The brute-force fix — loop over the range every time — costs O(n) per query. A prefix-sum array costs O(1) per query but O(n) per update because you have to recompute everything downstream. Neither is acceptable when you're handling millions of operations on an array of 100,000 elements. You need a data structure that keeps both query time and update time logarithmic, simultaneously. That's the exact gap Segment Trees were designed to close.

By the end of this article you'll be able to build a Segment Tree from scratch, handle point updates, execute range queries, and — the part that trips up most developers — implement lazy propagation for range updates. You'll also understand the memory layout internals, know exactly when a Segment Tree is and isn't the right tool, and walk into any interview prepared to discuss the tradeoffs confidently.

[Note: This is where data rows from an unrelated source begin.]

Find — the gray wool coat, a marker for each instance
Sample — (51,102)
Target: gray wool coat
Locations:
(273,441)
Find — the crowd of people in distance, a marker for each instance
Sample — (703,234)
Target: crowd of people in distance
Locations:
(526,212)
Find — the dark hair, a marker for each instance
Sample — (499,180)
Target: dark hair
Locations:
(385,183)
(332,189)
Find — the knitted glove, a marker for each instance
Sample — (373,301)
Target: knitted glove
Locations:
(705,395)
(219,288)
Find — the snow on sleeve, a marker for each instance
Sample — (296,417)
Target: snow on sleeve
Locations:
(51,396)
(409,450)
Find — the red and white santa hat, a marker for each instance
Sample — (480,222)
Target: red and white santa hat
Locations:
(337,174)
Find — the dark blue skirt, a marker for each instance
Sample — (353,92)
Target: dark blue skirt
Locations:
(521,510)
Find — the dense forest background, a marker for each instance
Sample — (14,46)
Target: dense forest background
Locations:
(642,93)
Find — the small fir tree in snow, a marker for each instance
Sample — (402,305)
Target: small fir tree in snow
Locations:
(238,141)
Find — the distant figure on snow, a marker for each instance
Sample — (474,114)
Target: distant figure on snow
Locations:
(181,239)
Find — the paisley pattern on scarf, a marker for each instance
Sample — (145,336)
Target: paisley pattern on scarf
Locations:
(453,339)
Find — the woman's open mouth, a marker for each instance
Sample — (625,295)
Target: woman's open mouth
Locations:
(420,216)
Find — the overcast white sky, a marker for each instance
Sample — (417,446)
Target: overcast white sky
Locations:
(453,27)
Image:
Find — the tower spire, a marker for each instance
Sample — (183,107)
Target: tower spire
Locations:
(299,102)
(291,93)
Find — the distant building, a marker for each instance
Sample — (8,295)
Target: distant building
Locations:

What is Segment Tree? — Plain English

A Segment Tree is a data structure built on an array that allows two operations efficiently: range queries (e.g., sum, minimum, or maximum over any subarray) and point updates (change one element). A naive approach takes O(n) per range query and O(1) per update. A prefix sum array takes O(1) per query but O(n) per update. A Segment Tree achieves O(log n) for both.

Think of it as a binary tree where each leaf stores one array element, and each internal node stores the combined result (sum, min, max) of its children's ranges. The root covers the entire array. Querying a range means combining at most O(log n) nodes. Updating one element means propagating the change up O(log n) ancestors.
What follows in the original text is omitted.